Summary Results from:

Bi-Directional Reflectance Factor Determination of the Railroad Valley Playa
As they relate to the validation of MOD43

Authors: Bruegge, C., Coburn, C., Elmes, A., Helmlinger, M. C., Kataoka, F., Kuester, M., Kuze, A., Ochoa, T., Schaaf, C., Shiomi, K., and Schwander, F. M

Source: Remote Sensing, 11 (12)

Link to: Access Publication


Vicarious calibration is the determination of an on-orbit sensor's radiometric response using measurements over test sites such as Railroad Valley (RRV), Nevada. It has the highest accuracy when a remote sensor's view angle is aligned with that of the surface measurements, namely at a nadir view.

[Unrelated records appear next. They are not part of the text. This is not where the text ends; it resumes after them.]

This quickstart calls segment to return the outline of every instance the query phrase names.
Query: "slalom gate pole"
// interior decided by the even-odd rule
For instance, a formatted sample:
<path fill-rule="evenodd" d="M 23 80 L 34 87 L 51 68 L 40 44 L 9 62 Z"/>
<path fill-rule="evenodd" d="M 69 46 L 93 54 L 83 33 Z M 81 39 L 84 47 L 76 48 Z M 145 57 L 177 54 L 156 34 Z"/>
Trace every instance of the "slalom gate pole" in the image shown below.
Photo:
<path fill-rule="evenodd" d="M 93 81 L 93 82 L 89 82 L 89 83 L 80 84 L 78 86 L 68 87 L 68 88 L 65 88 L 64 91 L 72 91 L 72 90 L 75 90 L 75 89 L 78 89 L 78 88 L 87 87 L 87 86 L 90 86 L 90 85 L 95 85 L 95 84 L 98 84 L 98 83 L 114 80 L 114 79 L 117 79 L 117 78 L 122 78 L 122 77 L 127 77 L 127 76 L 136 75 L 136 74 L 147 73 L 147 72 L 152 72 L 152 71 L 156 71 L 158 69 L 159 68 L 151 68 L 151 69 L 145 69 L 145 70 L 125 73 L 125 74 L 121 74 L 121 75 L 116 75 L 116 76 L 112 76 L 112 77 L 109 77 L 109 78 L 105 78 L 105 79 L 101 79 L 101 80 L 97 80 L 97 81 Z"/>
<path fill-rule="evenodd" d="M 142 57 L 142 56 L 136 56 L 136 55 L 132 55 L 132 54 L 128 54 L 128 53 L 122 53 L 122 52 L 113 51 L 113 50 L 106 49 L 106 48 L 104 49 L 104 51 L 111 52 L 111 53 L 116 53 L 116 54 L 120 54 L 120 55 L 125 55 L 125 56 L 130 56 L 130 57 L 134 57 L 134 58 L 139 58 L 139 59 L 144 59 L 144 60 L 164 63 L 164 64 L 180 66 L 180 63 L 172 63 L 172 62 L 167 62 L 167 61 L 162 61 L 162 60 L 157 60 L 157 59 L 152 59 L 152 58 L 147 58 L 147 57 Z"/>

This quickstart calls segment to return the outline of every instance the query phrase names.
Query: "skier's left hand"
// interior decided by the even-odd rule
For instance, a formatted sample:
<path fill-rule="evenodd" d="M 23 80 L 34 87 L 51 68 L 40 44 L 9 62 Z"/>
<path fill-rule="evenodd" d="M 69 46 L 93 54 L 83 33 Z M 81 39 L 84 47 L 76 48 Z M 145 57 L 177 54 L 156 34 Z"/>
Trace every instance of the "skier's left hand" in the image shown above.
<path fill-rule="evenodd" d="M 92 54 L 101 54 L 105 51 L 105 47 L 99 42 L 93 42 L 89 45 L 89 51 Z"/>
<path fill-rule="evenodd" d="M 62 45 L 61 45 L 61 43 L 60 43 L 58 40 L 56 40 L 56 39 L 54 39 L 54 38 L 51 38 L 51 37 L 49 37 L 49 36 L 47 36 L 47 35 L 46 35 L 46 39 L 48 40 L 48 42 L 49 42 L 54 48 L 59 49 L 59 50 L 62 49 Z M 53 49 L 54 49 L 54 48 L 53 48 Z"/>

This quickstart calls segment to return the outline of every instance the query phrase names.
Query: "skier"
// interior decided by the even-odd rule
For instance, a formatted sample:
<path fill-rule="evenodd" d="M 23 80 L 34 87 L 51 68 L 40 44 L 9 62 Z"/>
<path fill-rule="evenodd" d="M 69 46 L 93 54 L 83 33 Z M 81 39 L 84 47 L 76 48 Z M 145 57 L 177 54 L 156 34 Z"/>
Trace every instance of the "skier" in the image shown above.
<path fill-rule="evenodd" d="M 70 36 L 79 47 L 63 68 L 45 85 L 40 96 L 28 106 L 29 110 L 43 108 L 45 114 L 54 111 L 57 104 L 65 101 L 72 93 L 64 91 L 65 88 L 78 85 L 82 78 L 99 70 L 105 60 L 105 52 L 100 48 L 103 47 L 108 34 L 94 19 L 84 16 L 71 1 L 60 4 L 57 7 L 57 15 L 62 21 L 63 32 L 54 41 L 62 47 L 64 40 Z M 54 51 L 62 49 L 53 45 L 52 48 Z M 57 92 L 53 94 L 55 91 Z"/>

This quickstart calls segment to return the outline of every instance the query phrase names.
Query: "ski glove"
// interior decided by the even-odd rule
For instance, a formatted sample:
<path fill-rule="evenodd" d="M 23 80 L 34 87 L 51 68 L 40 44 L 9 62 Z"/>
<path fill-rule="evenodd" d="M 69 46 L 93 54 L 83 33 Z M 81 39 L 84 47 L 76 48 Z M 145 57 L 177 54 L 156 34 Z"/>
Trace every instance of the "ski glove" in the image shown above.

For view angles greater than 10° the dominant error is the uncertainty in the off-nadir correction factor. The factor is largest in the back-scatter principal plane and can reach 20%. The Orbiting-Carbon Observatory has access to a number of datasets to determine this deviation. These include measurements from field instruments such as the Portable Apparatus for Rapid Acquisition of Bidirectional Observation of the Land and Atmosphere (PARABOLA), as well as satellite measurements from Multi-angle Imaging SpectroRadiometer (MISR) and MODerate resolution Imaging Spectroradiometer (MODIS). The correction factor derived from PARABOLA is consistent in time and space to within 2% for view angles as large as 30. Field spectrometer data show that the correction term is spectrally invariant. For this reason, a time-invariant model of RRV surface reflectance, along with empirically derived coefficients, is sufficient to use in the calibration of off-nadir sensors, provided there has been no recent rainfall. With this off-nadir correction, calibrations can be expected to have uncertainties within 5%.